Motivational Incentives for Enhanced Drug Abuse Recovery: Methadone Clinics

STUDY OBJECTIVES:

The purpose of the proposed research is to implement and systematically evaluate, in community treatment settings, motivational incentive procedures that have been well researched and have proven efficacious in a variety of treatment research clinics. The study will determine if motivational incentives along with standard care therapy is more effective than standard therapy alone for the treatment of patients using cocaine or methamphetamine and entering a substance abuse treatment program.
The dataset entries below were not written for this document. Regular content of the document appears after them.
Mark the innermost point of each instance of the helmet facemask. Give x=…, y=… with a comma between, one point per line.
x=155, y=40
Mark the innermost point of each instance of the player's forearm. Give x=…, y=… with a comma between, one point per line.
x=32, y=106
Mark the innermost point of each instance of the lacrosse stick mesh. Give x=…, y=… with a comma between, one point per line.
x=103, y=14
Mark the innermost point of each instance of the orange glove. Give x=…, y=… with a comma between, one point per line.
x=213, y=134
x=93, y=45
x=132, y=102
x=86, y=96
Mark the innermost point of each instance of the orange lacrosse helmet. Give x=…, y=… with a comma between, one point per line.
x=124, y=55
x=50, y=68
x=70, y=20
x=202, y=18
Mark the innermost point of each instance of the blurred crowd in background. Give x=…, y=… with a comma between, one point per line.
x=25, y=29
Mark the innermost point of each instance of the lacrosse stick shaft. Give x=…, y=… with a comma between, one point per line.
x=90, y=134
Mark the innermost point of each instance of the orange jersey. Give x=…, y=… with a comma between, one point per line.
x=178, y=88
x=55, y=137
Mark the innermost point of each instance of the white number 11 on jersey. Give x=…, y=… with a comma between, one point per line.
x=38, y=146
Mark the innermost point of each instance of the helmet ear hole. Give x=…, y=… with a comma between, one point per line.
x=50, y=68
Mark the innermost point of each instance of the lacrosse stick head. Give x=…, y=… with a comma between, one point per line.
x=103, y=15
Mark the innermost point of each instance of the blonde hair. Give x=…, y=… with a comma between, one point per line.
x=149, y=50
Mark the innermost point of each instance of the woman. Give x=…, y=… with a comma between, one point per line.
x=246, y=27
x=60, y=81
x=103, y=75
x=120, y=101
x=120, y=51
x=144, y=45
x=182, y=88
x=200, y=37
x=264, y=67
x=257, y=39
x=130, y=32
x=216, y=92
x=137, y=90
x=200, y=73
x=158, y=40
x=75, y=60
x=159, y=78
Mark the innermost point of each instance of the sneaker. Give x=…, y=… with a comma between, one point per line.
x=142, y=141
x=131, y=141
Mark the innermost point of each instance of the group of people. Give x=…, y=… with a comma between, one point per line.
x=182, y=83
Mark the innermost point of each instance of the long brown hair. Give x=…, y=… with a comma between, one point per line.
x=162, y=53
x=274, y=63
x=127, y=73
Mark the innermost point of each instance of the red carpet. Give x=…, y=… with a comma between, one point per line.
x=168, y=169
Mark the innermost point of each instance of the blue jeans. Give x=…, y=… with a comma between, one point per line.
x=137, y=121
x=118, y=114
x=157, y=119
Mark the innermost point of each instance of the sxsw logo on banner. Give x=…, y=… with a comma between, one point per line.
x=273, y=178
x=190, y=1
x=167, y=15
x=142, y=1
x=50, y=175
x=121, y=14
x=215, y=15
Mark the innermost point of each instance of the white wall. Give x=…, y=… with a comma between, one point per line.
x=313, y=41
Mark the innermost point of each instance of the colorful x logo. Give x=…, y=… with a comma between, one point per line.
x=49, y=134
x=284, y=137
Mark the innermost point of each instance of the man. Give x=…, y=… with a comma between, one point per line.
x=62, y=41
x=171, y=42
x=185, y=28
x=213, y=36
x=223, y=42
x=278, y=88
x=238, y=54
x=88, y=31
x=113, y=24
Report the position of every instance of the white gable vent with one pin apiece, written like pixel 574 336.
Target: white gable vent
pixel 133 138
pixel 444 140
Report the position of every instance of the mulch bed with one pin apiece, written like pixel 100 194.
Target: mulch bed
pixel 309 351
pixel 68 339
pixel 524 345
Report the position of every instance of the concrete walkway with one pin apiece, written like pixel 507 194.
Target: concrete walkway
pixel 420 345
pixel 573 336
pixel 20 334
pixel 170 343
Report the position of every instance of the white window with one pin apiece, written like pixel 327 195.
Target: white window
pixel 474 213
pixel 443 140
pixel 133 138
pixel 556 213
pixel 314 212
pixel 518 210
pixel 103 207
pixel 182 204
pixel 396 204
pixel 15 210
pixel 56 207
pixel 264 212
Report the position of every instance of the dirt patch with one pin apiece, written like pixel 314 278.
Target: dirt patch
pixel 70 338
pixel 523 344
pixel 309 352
STUDY POPULATION/ELIGIBILITY CRITERIA:

The study population will be drawn from patients entering methadone maintenance treatment and remaining in treatment for at least one month. Primary eligibility criteria for study entry is evidence of stimulant use (cocaine or methamphetamine) as determined by urinalysis test results. Eligible patients must submit at least one cocaine or methamphetamine positive urine within the two weeks prior to study entry.

STUDY DESIGN:

The study utilizes a two group random assignment design. Thus, interested and eligible participant volunteers will be assigned to receive usual care or usual care supplemented by a motivational incentive program. The study lasts for 12 weeks, with follow-up interviews scheduled at 1, 3 and 6 months after study enrollment.

USUAL CARE TREATMENT:

Those assigned to usual care will receive standard counseling procedures used at the CTP for 12 weeks. Participants assigned to the usual care condition will be expected to meet with the RA twice weekly to give urine samples and to participate in follow-up interviews, as scheduled.

INCENTIVE PROCEDURES:

In addition to usual care services, those subjects in the motivational incentive group will be given the opportunity to receive tangible incentives twice weekly based on drug-free urine test results. Each time a participant tests negative for the primary target drugs cocaine, methamphetamine, amphetamines, and alcohol (via breathalyzer), they will be able to make recovery picks from the abstinence bowl. Some picks will result in no incentive award. Some picks will result in receipt of a "small" incentive such as a soda, candy bar or toiletry item. Yet other picks may result in receipt of a larger incentive such as a radio, walkman or gift certificate to a local restaurant, grocery or retail store. Clients and clinic staff will determine the specific incentives to be awarded within monetary guidelines specified in the protocol. The number of recovery picks escalates with consecutive weeks in which urine tests are negative for all 4 primary target substances. Bonus picks are also available at each incentive opportunity for urines that test negative for opiates. The maximum cash value of tangible incentives awarded to participants who remain continuously abstinent from all tested drugs will be approximately $400 per subject.

EFFICACY ASSESSMENTS:

Treatment retention of study subjects will be tracked and mean retention duration compared for the two study groups. Regular urine testing conducted during treatment will also be used to compare performance of incentive and control participants, as will data on counseling utilization. Primary source of data for establishing efficacy will be obtained from follow-up interviews and urine testing obtained from all subjects who sign informed consent, whether or not they stay in treatment for 12 weeks ("intent-to-treat" sample). Subjects will be assessed at all follow-up visits (1, 3, and 6 months) for: 1) drug use via full screen urinalysis and alcohol breathalyzer, 2) drug use via self-report, 3) HIV risk exposure, 4) employment status, 5) criminal activity, 6) gambling behavior, and 7) psychiatric symptoms. It is predicted that outcomes for those assigned to receive incentives in addition to standard care will be better than outcomes for those who receive standard care only. Specifically, those who receive incentives will have less drug use and criminal activity, more employment and fewer psychiatric symptoms.

SUBJECT BENEFITS:

All study participants will receive compensation of $25 for each follow-up assessment completed. All participants may benefit from stopping their drug use during treatment and working toward life-style changes that are needed to sustain long-term abstinence. Those in the incentive condition may experience enhanced motivation to abstain and may benefit from the tangible incentives received.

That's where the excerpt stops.